Last year, while in England, I made it a point to plan my routes through AONB's: Areas of Outstanding Natural Beauty.
This time I took things a little further, planning visits for a new interest of mine: 'birding'. I carried with me
telezoom lens of 600mm for this purpose. But I am a novice at this and a chronic lack of patience may prevent me
from becoming any better at this. Identifying the birds is a major obstacle for me, but the scenery of these areas,
such as here Titchwell Marsh, are most enjoyable.
The strong winds kept the birds mostly on the ground, an aspect I had not considered..
Titchwell Marsh is an English nature reserve owned and managed by the Royal Society for the Protection of Birds (RSPB). Located on the north
coast of the county of Norfolk, between the villages of Titchwell and Thornham.
its 171 hectares (420 acres) include reed beds, saltmarshes, a freshwater lagoon and sandy beach, with a small woodland area near the car park.
This internationally important reserve is part of the North Norfolk Coast Site of Special Scientific Interest (SSSI) and the Norfolk Coast Area of
Outstanding Natural Beauty (AONB).
Titchwell Marsh is archaeologically significant, with artefacts dating back to the Upper Paleolithic, and has remains of military constructions from
both world wars. These include brickwork from a First World War military hospital and 1940s artillery targets for armoured fighting vehicles and
warplanes in the Second World War.
Egyptian geese (Alopochen aegyptiaca; NL: Nijlgans)
A Common Shelduck (Tadorna tadorna; NL: Bergeend)
Black-headed gull, in summer plumage (Chroicocephalus ridibundus; NL: Kokmeeuw)
Pied (Eurasian?) Avocet (Recurvirostra avosetta; NL: Kluut)

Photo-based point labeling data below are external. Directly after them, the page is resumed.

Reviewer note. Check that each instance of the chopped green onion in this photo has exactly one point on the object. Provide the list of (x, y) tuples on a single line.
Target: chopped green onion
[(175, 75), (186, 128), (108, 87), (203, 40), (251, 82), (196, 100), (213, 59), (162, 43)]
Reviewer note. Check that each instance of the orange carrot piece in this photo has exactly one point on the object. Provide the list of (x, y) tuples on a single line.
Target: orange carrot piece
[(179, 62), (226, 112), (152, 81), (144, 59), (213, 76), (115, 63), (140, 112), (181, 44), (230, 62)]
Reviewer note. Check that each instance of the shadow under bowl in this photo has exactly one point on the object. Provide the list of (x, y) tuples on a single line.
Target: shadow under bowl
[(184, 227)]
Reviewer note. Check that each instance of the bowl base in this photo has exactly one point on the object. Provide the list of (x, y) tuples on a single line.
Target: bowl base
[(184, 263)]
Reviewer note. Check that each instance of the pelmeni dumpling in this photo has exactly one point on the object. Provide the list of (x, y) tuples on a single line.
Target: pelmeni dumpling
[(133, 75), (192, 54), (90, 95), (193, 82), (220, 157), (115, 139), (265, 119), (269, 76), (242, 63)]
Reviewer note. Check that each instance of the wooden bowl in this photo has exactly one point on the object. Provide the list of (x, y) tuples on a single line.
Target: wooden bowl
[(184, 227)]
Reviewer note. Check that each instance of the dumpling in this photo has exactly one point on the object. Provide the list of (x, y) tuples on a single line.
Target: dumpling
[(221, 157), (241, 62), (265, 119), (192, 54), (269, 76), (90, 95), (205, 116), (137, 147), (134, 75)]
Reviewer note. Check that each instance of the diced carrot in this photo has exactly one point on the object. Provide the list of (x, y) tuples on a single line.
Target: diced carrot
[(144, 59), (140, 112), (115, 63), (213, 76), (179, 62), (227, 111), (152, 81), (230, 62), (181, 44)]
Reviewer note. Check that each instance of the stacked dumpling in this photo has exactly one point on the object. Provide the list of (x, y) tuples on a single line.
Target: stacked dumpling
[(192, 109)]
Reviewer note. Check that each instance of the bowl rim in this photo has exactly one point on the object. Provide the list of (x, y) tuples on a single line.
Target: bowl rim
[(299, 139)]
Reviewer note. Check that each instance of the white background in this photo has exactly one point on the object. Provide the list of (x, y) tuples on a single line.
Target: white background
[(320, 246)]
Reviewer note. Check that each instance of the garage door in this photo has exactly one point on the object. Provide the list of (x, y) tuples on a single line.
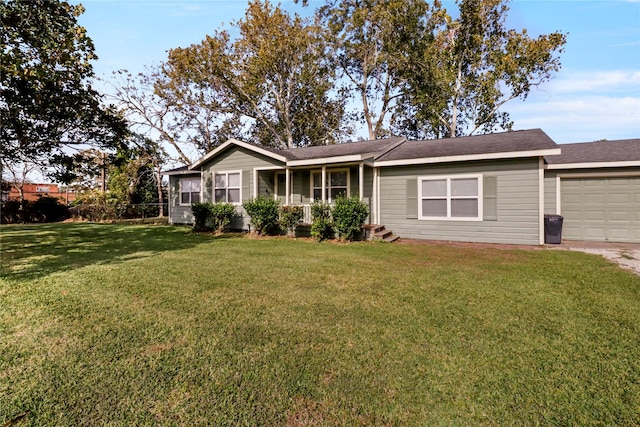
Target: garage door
[(601, 209)]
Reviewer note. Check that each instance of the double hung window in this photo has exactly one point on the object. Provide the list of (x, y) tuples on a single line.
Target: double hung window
[(337, 184), (189, 191), (450, 197), (227, 187)]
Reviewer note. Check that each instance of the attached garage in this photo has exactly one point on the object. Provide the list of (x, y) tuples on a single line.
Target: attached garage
[(601, 209), (595, 186)]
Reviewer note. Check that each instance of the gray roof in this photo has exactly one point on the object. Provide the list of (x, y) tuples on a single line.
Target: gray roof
[(513, 141), (598, 152), (373, 148), (182, 170)]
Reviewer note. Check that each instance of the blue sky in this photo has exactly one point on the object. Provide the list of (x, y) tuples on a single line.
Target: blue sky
[(596, 95)]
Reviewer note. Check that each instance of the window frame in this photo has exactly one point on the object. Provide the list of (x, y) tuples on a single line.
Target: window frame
[(449, 197), (328, 198), (227, 188), (180, 192)]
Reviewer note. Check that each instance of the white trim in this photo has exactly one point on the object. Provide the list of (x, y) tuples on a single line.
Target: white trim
[(326, 182), (255, 182), (287, 186), (180, 190), (227, 173), (325, 160), (625, 164), (598, 174), (361, 180), (239, 143), (558, 203), (376, 197), (541, 201), (378, 213), (469, 157), (275, 185), (181, 172), (449, 197)]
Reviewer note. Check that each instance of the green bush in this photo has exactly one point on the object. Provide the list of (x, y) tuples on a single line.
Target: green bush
[(221, 215), (45, 209), (49, 209), (263, 212), (321, 225), (201, 213), (290, 217), (349, 215)]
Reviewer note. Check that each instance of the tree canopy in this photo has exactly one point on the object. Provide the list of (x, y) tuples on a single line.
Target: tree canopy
[(274, 83), (46, 100), (456, 77)]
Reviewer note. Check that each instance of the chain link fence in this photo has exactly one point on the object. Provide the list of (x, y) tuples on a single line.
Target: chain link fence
[(118, 211)]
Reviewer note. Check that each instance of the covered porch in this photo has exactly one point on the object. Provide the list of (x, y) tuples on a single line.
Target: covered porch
[(302, 186)]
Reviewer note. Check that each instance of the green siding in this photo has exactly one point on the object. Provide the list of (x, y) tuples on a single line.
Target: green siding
[(550, 192), (178, 214), (517, 203)]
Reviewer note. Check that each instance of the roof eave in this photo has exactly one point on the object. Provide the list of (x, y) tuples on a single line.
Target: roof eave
[(469, 157), (587, 165), (238, 143)]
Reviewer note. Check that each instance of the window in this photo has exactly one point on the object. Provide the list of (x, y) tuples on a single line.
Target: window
[(337, 184), (450, 197), (227, 187), (189, 191)]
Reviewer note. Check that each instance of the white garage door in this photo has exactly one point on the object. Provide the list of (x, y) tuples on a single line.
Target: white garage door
[(601, 209)]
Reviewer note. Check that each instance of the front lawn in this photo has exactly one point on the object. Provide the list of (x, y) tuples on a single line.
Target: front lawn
[(154, 325)]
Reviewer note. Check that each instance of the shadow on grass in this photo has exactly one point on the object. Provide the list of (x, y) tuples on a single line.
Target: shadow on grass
[(35, 250)]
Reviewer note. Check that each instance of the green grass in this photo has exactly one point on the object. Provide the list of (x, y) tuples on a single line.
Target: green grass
[(153, 325)]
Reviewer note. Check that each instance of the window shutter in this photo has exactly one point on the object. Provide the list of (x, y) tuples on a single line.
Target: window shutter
[(490, 198), (247, 193), (412, 199)]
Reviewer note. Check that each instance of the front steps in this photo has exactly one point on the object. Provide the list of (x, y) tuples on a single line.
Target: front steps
[(379, 232)]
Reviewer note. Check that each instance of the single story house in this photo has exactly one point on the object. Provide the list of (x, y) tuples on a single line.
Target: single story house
[(493, 188)]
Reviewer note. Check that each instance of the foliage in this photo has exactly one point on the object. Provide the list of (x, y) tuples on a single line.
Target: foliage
[(366, 39), (46, 100), (44, 209), (94, 205), (331, 335), (275, 78), (349, 215), (263, 212), (290, 217), (458, 73), (221, 215), (321, 221)]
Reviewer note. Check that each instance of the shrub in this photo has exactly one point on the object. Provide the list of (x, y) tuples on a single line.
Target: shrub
[(349, 215), (290, 217), (263, 212), (201, 213), (49, 209), (45, 209), (321, 226), (221, 215)]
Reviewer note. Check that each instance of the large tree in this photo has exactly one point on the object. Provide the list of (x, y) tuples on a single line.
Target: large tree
[(273, 83), (366, 39), (46, 99), (457, 77)]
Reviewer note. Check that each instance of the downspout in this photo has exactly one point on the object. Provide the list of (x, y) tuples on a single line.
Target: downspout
[(541, 200)]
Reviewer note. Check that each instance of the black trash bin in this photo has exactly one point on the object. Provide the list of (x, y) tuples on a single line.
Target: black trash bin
[(553, 229)]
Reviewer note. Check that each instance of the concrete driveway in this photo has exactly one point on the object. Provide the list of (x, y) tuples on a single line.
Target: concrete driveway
[(627, 255)]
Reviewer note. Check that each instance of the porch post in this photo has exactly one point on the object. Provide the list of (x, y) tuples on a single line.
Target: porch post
[(255, 183), (324, 183), (287, 186), (361, 180), (374, 205)]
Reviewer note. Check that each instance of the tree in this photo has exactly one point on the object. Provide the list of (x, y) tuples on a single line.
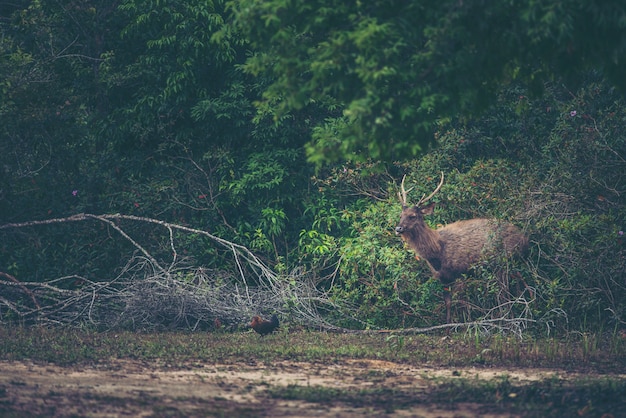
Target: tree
[(398, 69)]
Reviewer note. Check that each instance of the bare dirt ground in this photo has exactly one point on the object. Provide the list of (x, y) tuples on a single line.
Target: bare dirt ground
[(141, 389)]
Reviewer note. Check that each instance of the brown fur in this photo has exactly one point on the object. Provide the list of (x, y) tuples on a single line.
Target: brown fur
[(451, 251)]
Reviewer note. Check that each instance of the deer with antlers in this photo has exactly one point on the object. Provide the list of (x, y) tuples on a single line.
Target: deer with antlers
[(452, 250)]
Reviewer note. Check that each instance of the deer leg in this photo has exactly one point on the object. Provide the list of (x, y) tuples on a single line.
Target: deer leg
[(447, 299)]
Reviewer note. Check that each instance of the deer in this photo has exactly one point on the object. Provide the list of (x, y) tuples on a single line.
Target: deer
[(452, 250)]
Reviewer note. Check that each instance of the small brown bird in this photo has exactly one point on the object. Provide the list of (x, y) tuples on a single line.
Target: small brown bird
[(263, 326)]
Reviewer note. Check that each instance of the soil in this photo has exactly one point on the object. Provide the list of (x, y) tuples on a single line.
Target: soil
[(136, 388)]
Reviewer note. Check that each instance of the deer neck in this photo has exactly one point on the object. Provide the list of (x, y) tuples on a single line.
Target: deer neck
[(425, 242)]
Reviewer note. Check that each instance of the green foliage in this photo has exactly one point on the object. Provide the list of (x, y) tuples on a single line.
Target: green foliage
[(205, 114), (400, 69)]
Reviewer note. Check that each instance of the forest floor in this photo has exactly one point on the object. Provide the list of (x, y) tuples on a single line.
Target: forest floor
[(149, 388)]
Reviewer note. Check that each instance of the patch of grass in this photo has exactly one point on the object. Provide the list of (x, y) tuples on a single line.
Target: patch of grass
[(66, 346), (587, 397)]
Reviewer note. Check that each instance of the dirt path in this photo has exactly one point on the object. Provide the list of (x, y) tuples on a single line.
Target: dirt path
[(132, 388)]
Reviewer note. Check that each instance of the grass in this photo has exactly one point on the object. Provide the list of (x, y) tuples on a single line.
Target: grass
[(594, 395), (66, 346)]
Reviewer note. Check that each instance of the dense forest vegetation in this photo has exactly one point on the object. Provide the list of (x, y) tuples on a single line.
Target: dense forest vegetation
[(284, 128)]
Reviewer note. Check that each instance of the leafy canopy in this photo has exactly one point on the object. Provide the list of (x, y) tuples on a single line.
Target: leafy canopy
[(399, 68)]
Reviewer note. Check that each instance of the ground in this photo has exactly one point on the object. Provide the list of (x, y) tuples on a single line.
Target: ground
[(139, 388)]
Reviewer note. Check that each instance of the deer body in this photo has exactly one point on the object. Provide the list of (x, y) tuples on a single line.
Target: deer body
[(452, 250)]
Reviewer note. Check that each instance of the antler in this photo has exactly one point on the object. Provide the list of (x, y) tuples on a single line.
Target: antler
[(422, 200), (402, 193)]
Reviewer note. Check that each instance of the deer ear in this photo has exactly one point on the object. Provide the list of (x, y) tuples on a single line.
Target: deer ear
[(428, 209)]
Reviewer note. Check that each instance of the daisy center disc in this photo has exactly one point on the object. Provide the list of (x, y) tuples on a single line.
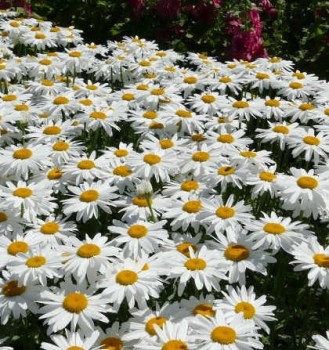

A volunteer at the visitor center pointed out a Tawny Owl (or Brown Owl - Strix aluco
; NL: Bosuil) to me, I would have walked past it most assuredly!
The tawny owl is a robust bird, 37-46 cm (in length, with an 81-105 cm wingspan.
Weight can range from 385 to 800 gr.
Its large rounded head lacks ear tufts and the facial disc
surrounding the dark brown eyes is usually rather plain. en.wikipedia.org:_Tawny_Owl
After our windy visit to Titchwell Marsh we entered the summer heat again in the centre of town at King's Lynn.
I came across a statue here of King John, one does not come across many commemorations of King John...
King's Lynn was one of the last places he visited shortly before his death in 1216 and the fateful loss of his treasure,
as his baggage train attempted to cross the marshlands around the Wash... He probably was led astray on purpose.
The area deserves further exploration, at some future date, for now I was merely out to visit the bookshop
of Waterstones here; it brought a moderate success, a Donna Leon paperback and a photobook.
The heat made us skip a visit to the nearby St.Margeret Church and instead we retired to 'The Eagle', to watch
Senegal 0-1 Colombia. It would more and more become a routine, watching (part of) a game in a nice pub with a
cold refreshment in front of us.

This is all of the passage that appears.